“Def’i mefasid, celb-i menafi’den evladır.»ne demektir..!?
Printable View
“Def’i mefasid, celb-i menafi’den evladır.»ne demektir..!?
eve ek kat cıkacağına bodrumdaki çatlağı tamir et demek gibi.
Bu mektup gayet ehemmiyetlidir.
Aziz, sıddık kardeşlerim,
Bugünlerde, Kur’ân-ı Hakîmin nazarında, imandan sonra en ziyade esas tutulan takvâ ve amel-i salih esaslarını düşündüm.
Takvâ, menhiyattan ve günahlardan içtinab etmek; ve amel-i salih, emir dairesinde hareket ve hayrat kazanmaktır.
Her zaman def-i şer, celb-i nef’a râcih olmakla beraber, bu tahribat ve sefahet ve câzibedar hevesat zamanında bu takvâ olan def-i mefasid ve terk-i kebair üssü’l-esas olup büyük bir rüçhaniyet kesb etmiş.
Bu zamanda tahribat ve menfî cereyan dehşetlendiği için, takvâ bu tahribata karşı en büyük esastır. Farzlarını yapan, kebireleri işlemeyen, kurtulur. Böyle kebair-i azîme içinde amel-i salihin ihlâsla muvaffakiyeti pek azdır.
Hem, az bir amel-i salih, bu ağır şerait içinde çok hükmündedir.

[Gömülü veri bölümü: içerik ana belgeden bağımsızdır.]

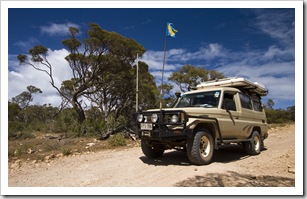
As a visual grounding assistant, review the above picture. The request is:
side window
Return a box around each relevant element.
[253,98,262,112]
[222,93,237,111]
[240,93,253,109]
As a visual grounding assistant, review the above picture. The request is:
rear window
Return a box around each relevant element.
[240,93,253,109]
[253,99,262,111]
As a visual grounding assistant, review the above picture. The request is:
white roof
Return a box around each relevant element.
[196,77,268,96]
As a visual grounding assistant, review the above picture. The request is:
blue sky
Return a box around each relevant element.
[8,3,295,108]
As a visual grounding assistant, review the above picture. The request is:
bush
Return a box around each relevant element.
[108,134,127,146]
[62,147,71,156]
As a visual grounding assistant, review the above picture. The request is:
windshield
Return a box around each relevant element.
[176,90,221,108]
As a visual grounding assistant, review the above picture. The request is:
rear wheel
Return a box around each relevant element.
[141,139,164,158]
[244,130,262,155]
[187,129,214,165]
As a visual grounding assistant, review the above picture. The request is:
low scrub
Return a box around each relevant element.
[108,133,127,146]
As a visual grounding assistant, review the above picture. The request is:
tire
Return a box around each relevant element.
[187,129,214,165]
[141,140,164,158]
[244,130,262,155]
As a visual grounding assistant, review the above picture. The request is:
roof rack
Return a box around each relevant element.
[196,77,268,96]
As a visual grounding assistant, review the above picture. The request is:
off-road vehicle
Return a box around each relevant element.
[137,78,268,165]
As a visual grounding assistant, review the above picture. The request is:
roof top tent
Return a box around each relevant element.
[195,77,269,96]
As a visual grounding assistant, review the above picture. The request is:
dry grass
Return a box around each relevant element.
[8,132,138,162]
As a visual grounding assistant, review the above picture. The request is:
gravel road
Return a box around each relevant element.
[8,125,295,191]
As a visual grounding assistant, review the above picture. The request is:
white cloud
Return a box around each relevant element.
[8,49,72,106]
[14,37,38,50]
[254,9,294,45]
[40,22,79,36]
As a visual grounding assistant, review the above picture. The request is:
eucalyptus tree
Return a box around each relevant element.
[17,23,145,124]
[12,85,42,109]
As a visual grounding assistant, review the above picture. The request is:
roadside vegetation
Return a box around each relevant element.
[8,23,295,160]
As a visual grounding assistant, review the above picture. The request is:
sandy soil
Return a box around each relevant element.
[8,125,295,187]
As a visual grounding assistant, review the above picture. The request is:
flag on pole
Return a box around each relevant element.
[166,22,178,38]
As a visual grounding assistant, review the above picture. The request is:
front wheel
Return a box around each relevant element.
[141,139,164,158]
[187,129,214,165]
[244,131,262,155]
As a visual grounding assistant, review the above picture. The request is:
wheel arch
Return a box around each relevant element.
[191,120,222,149]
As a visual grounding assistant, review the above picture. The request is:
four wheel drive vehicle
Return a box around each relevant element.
[137,78,268,165]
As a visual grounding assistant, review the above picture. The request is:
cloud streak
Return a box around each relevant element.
[40,22,79,37]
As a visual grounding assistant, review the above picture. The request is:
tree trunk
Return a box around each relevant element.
[72,95,85,124]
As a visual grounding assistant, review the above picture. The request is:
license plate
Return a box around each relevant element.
[141,123,152,131]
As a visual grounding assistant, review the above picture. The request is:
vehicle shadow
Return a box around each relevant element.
[140,144,254,166]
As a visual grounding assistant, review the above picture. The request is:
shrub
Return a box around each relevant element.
[62,147,71,156]
[108,134,127,146]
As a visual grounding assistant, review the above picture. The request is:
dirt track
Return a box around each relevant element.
[8,125,295,187]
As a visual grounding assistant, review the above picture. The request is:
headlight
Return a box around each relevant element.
[136,114,143,122]
[151,113,158,123]
[171,115,179,123]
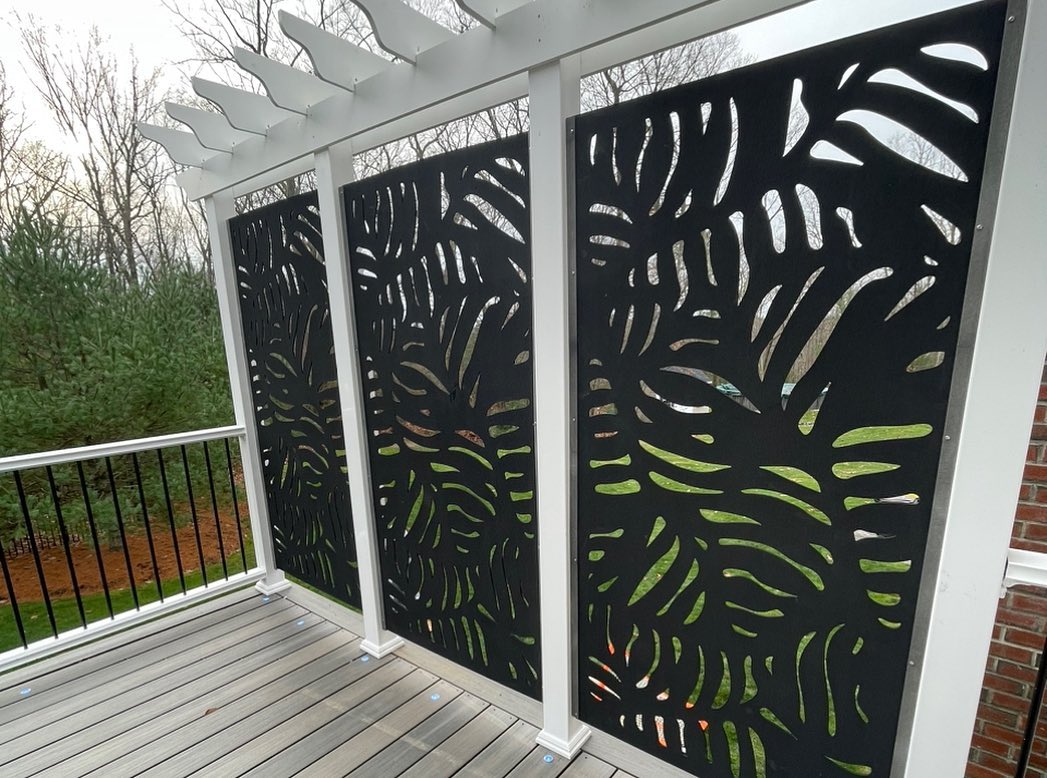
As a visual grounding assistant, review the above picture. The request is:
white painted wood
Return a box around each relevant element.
[136,121,222,168]
[316,143,403,659]
[178,0,808,194]
[163,103,253,152]
[0,424,244,473]
[905,0,1047,778]
[530,57,591,759]
[353,0,454,64]
[1003,549,1047,588]
[279,10,393,90]
[454,0,531,29]
[204,193,288,595]
[193,77,297,135]
[0,570,264,672]
[232,46,346,115]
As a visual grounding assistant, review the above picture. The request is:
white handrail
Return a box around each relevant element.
[0,426,244,473]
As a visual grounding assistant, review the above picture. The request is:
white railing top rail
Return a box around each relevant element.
[139,0,808,199]
[0,426,244,473]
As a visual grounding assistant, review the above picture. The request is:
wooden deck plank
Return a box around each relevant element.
[350,692,488,778]
[561,752,615,778]
[291,670,461,776]
[77,643,379,778]
[0,584,263,695]
[165,659,418,776]
[0,601,291,728]
[0,609,314,773]
[455,721,538,778]
[29,624,353,776]
[400,706,517,778]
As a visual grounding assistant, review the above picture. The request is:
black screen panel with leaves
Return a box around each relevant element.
[573,2,1005,778]
[344,135,540,697]
[229,192,360,607]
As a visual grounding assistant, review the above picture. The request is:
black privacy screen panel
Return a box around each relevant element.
[574,3,1004,778]
[229,192,360,607]
[344,135,539,696]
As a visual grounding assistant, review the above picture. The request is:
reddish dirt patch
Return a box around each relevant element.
[0,506,247,602]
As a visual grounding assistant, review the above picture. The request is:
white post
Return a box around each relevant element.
[315,141,403,659]
[905,0,1047,778]
[529,57,592,759]
[204,191,291,595]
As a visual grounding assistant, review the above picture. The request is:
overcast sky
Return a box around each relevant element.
[0,0,979,148]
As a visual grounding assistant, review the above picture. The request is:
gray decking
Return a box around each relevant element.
[0,590,626,778]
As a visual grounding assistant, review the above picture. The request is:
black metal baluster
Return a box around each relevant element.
[131,451,163,602]
[203,441,229,580]
[15,470,59,638]
[76,462,113,619]
[156,448,185,595]
[0,542,29,648]
[45,465,87,629]
[106,457,141,610]
[179,446,207,586]
[224,438,247,573]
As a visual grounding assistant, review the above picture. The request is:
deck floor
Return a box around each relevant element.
[0,590,628,778]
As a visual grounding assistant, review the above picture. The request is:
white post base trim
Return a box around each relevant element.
[360,632,403,659]
[254,570,291,597]
[535,724,593,759]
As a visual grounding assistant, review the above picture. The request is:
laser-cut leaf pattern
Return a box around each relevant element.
[574,3,1003,778]
[344,136,540,696]
[229,192,360,607]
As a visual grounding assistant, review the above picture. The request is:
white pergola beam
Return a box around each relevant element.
[280,10,393,91]
[232,46,346,114]
[137,121,224,168]
[454,0,531,29]
[353,0,454,63]
[163,103,253,152]
[193,77,297,135]
[179,0,809,199]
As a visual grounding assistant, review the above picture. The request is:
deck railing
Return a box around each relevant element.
[0,426,264,669]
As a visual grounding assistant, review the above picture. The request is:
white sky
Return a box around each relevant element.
[0,0,964,143]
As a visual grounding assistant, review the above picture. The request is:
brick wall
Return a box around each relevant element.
[966,366,1047,778]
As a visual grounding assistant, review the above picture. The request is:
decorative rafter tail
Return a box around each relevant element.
[353,0,454,64]
[280,10,393,90]
[193,77,295,135]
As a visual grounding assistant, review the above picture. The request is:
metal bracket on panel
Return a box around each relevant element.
[360,632,403,659]
[535,725,593,759]
[137,121,223,168]
[163,102,254,152]
[353,0,454,64]
[280,10,393,90]
[232,46,344,115]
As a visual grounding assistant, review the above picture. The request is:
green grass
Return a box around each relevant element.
[0,537,254,651]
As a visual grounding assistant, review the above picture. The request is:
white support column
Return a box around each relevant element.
[899,0,1047,778]
[529,57,592,758]
[315,141,403,659]
[204,192,290,595]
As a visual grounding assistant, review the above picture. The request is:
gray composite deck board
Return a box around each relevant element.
[400,706,517,778]
[0,608,314,772]
[0,587,264,710]
[24,623,352,775]
[458,721,538,778]
[350,693,487,778]
[192,660,425,776]
[0,590,637,778]
[0,600,274,724]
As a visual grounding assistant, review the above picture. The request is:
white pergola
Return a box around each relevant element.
[140,0,1047,778]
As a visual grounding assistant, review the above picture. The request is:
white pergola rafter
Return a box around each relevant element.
[139,0,808,199]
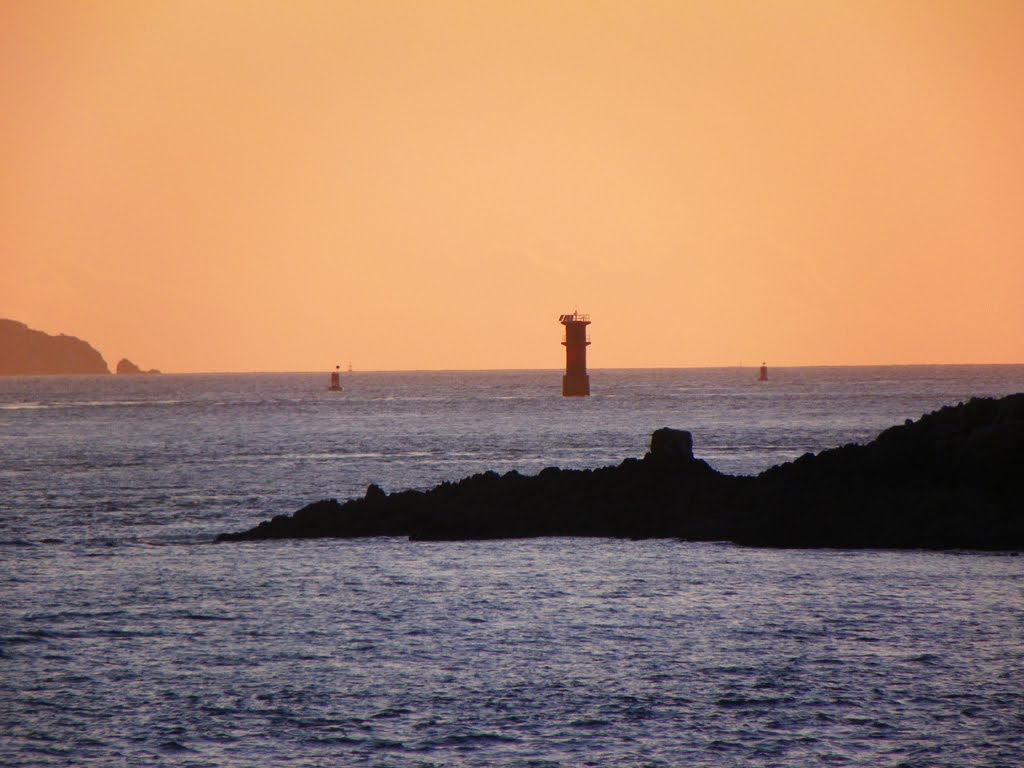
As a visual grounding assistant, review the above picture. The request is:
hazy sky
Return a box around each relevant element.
[0,0,1024,372]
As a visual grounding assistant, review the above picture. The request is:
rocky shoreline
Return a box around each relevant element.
[217,393,1024,550]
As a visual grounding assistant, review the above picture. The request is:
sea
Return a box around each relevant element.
[0,366,1024,768]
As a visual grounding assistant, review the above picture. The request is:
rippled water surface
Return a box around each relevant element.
[0,367,1024,766]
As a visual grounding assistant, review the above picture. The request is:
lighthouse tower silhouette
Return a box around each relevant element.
[558,310,590,397]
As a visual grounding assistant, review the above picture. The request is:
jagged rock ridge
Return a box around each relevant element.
[115,357,160,376]
[218,394,1024,550]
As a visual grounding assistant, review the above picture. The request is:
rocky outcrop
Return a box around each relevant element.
[115,357,160,376]
[218,394,1024,550]
[0,319,110,376]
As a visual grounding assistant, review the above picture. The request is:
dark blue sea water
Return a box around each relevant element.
[0,367,1024,766]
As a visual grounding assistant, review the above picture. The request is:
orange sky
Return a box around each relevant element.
[0,0,1024,372]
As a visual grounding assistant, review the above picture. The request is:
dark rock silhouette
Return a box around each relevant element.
[218,394,1024,550]
[115,357,160,376]
[0,319,110,376]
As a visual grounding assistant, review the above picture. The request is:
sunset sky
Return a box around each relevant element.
[0,0,1024,372]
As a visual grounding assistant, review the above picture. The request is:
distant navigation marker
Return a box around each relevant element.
[558,310,590,397]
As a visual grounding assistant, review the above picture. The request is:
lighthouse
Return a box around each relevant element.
[558,310,590,397]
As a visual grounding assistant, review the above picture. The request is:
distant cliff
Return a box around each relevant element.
[115,357,160,376]
[0,319,110,376]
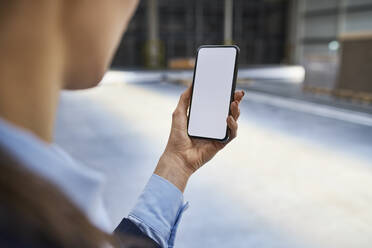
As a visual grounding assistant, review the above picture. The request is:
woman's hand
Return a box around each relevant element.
[155,87,244,191]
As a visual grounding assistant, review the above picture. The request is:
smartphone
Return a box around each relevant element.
[187,46,239,142]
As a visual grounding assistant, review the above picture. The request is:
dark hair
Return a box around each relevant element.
[0,147,148,248]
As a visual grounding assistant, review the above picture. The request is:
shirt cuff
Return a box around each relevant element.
[128,174,188,248]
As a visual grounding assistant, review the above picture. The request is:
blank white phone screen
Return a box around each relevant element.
[188,47,237,139]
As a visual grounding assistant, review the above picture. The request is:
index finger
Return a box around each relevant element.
[176,86,191,114]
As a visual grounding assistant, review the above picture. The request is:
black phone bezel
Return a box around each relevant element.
[187,45,240,142]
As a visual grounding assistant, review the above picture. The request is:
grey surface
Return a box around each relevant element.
[55,82,372,248]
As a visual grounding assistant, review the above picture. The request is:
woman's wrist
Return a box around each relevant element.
[154,152,193,192]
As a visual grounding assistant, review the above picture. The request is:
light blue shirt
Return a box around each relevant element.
[0,118,188,247]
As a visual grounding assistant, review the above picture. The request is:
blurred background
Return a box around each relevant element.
[55,0,372,248]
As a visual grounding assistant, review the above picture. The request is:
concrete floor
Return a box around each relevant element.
[55,79,372,248]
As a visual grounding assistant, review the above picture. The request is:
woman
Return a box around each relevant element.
[0,0,244,247]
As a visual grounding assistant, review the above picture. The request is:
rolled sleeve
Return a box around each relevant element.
[128,174,188,247]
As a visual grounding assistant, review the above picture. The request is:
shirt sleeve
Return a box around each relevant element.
[128,174,188,248]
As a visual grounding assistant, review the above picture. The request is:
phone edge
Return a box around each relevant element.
[187,45,240,142]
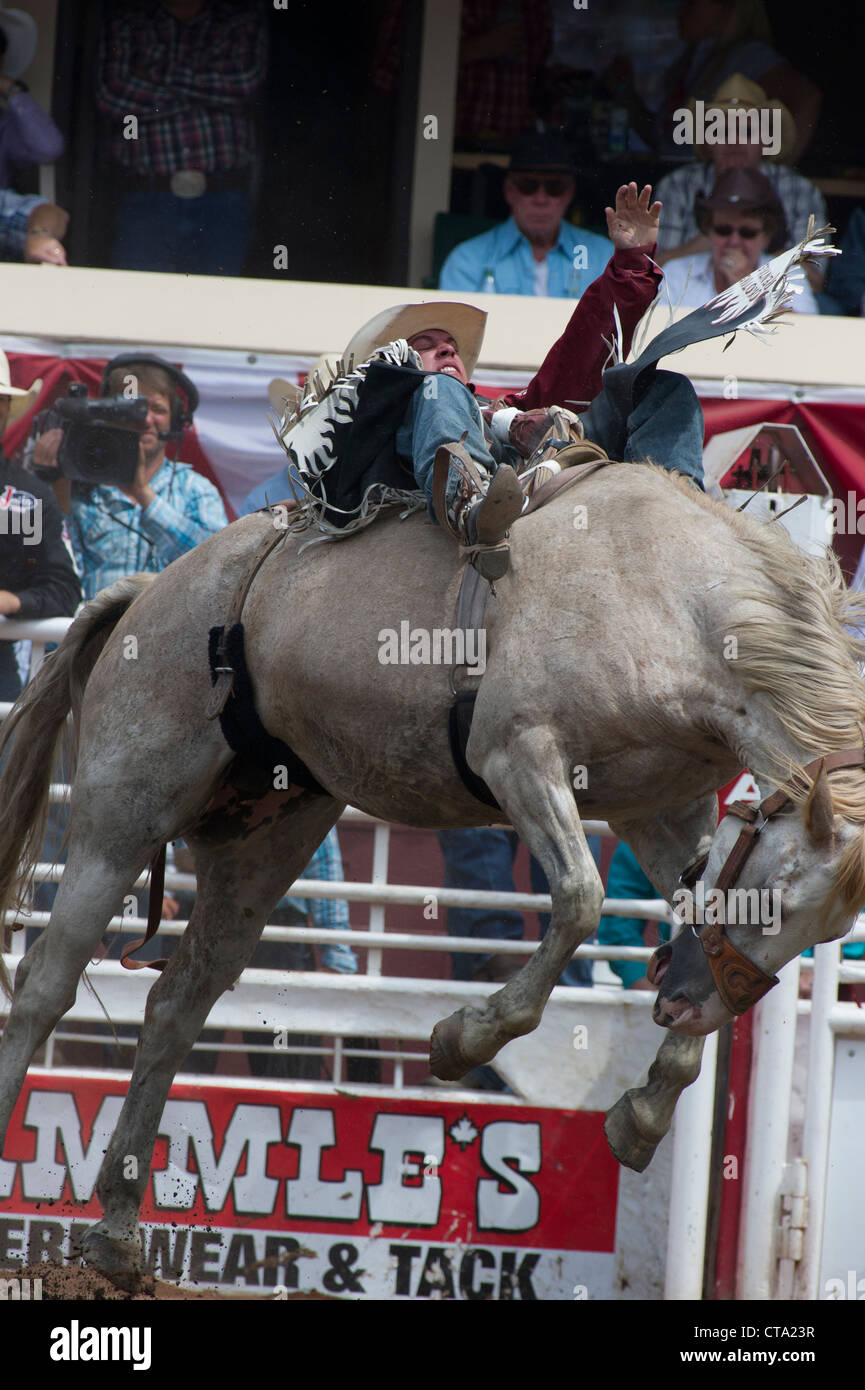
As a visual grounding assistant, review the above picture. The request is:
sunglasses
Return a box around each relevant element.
[510,174,572,197]
[712,222,763,242]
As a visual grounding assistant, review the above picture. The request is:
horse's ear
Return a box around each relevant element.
[805,762,834,845]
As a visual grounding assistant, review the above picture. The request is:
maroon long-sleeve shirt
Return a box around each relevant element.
[503,243,662,410]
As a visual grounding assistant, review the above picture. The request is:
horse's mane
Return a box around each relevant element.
[665,473,865,912]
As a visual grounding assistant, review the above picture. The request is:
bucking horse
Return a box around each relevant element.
[0,463,865,1289]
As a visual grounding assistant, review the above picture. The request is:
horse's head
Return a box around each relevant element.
[648,767,865,1036]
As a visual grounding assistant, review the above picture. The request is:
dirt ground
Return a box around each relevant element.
[0,1265,337,1302]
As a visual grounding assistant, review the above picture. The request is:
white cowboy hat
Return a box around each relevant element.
[343,300,487,379]
[0,4,39,78]
[0,352,42,425]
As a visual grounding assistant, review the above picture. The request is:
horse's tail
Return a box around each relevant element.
[0,574,154,994]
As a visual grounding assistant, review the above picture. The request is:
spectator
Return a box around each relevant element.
[0,188,70,265]
[655,72,827,293]
[438,132,615,299]
[96,0,266,275]
[33,353,228,598]
[598,840,670,990]
[0,352,81,701]
[373,0,552,149]
[608,0,822,164]
[662,170,818,314]
[243,827,361,1081]
[438,828,601,986]
[820,207,865,318]
[0,7,64,188]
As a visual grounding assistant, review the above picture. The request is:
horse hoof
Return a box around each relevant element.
[430,1009,474,1081]
[604,1094,661,1173]
[81,1226,142,1294]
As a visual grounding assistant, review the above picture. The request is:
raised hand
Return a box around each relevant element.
[605,183,662,250]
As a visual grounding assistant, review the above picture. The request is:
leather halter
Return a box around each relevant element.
[679,731,865,1015]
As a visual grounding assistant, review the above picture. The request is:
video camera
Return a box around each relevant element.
[35,381,149,488]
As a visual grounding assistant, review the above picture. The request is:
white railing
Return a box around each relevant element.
[0,619,673,1086]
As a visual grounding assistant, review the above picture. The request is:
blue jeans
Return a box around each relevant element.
[580,368,704,487]
[438,830,601,986]
[111,189,252,275]
[395,373,495,520]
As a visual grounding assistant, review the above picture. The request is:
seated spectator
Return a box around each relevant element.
[438,827,601,986]
[655,72,827,293]
[0,188,70,265]
[606,0,822,164]
[33,353,228,598]
[0,8,64,188]
[661,170,818,314]
[820,207,865,318]
[371,0,552,149]
[0,352,81,701]
[96,0,266,275]
[668,0,822,164]
[598,840,670,990]
[438,132,615,299]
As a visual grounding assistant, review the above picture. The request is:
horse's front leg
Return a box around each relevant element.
[430,728,604,1080]
[604,1033,705,1173]
[604,794,718,1173]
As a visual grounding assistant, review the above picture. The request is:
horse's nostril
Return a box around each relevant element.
[645,942,673,984]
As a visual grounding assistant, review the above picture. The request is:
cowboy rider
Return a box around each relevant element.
[328,183,702,573]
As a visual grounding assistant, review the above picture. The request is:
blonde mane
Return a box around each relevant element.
[668,474,865,912]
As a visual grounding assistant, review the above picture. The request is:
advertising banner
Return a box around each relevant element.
[0,1074,619,1300]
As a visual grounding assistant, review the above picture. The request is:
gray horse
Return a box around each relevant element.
[0,464,865,1287]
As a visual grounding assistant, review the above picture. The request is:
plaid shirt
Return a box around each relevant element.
[288,830,357,974]
[371,0,552,143]
[96,0,267,175]
[655,160,826,252]
[70,459,228,599]
[0,188,45,260]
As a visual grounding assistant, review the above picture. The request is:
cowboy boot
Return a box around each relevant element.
[434,442,526,582]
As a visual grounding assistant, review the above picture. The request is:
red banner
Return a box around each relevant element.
[0,1074,619,1300]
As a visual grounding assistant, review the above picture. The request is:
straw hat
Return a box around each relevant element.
[694,170,790,250]
[343,300,487,379]
[0,352,42,425]
[688,72,795,164]
[0,4,39,78]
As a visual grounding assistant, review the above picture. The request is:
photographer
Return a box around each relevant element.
[33,353,228,598]
[0,352,81,701]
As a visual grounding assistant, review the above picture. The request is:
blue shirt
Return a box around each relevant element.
[438,217,615,299]
[0,188,45,260]
[70,459,228,599]
[282,826,357,974]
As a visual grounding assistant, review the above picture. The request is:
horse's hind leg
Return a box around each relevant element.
[430,728,604,1080]
[82,792,343,1290]
[0,833,153,1147]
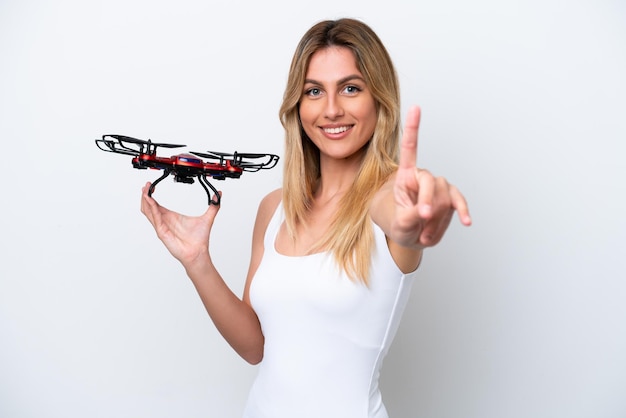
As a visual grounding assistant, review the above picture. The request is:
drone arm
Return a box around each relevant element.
[148,168,172,197]
[198,173,222,206]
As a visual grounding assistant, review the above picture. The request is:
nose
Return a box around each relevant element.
[324,95,343,120]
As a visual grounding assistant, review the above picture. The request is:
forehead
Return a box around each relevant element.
[306,46,362,81]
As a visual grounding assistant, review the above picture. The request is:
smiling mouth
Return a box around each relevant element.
[323,126,351,134]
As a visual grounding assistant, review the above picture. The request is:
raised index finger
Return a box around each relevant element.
[400,106,421,169]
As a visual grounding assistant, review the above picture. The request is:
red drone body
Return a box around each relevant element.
[96,135,278,205]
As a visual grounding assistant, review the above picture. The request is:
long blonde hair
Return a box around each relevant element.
[279,19,401,284]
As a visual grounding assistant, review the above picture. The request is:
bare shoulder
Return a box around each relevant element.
[257,189,283,222]
[243,189,283,304]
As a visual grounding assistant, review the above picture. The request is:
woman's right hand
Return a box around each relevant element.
[141,183,219,266]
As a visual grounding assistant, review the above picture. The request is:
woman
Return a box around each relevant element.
[142,19,471,418]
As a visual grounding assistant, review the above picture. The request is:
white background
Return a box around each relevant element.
[0,0,626,418]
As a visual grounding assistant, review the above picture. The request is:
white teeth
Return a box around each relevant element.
[324,126,348,134]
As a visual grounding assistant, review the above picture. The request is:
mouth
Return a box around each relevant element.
[322,125,352,135]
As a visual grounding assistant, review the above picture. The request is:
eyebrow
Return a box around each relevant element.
[304,74,365,85]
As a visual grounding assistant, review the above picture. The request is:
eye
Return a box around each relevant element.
[343,84,362,95]
[304,87,322,97]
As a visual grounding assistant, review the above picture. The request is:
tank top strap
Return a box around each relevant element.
[263,200,285,248]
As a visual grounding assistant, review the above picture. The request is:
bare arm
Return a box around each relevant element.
[141,184,272,364]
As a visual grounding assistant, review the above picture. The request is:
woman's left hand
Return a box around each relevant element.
[390,106,472,248]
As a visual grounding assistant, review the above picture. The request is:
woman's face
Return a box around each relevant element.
[300,46,377,163]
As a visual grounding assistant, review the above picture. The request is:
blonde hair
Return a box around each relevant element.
[279,19,401,284]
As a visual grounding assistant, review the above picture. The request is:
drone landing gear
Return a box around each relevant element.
[148,168,222,206]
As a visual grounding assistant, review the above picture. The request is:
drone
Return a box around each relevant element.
[96,135,278,205]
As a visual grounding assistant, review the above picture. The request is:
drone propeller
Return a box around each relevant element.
[192,151,278,171]
[96,135,185,156]
[103,135,186,148]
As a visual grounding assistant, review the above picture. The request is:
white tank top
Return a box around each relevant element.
[244,204,415,418]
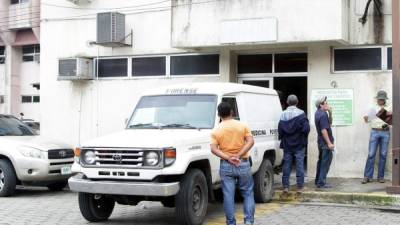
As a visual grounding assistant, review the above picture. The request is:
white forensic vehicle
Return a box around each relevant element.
[0,114,74,197]
[69,83,283,225]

Hem, takva içinde bir nevi amel-i salih var. Çünkü, bir haramın terki vaciptir. Bir vacibi işlemek, çok sünnetlere mukabil sevabı var.
Takvâ, böyle zamanlarda, binler günahın tehâcümünde bir tek içtinab, az bir amelle, yüzer günah terkinde, yüzer vacip işlenmiş oluyor. Bu ehemmiyetli nokta, niyetle, takvâ namıyla ve günahtan kaçınmak kastıyla menfî ibadetten gelen ehemmiyetli a’mâl-i salihadır.
Risale-i Nur şakirtlerinin, bu zamanda en mühim vazifeleri, tahribata ve günahlara karşı takvâyı esas tutup davranmak gerektir.
Madem her dakikada, şimdiki tarz-ı hayat-ı içtiamiyede yüz günah insana karşı geliyor; elbette takvayla ve niyet-i içtinabla yüzer amel-i sâlih işlenmiş hükmündedir.
Malûmdur ki, bir adamın bir günde harap ettiği bir sarayı, yirmi adam, yirmi günde yapamaz ve bir adamın tahribatına karşı yirmi adam çalışmak lâzım gelirken; şimdi, binler tahribatçıya mukabil, Risale-i Nur gibi bir tamircinin bu derece mukavemeti ve tesiratı pek harikadır.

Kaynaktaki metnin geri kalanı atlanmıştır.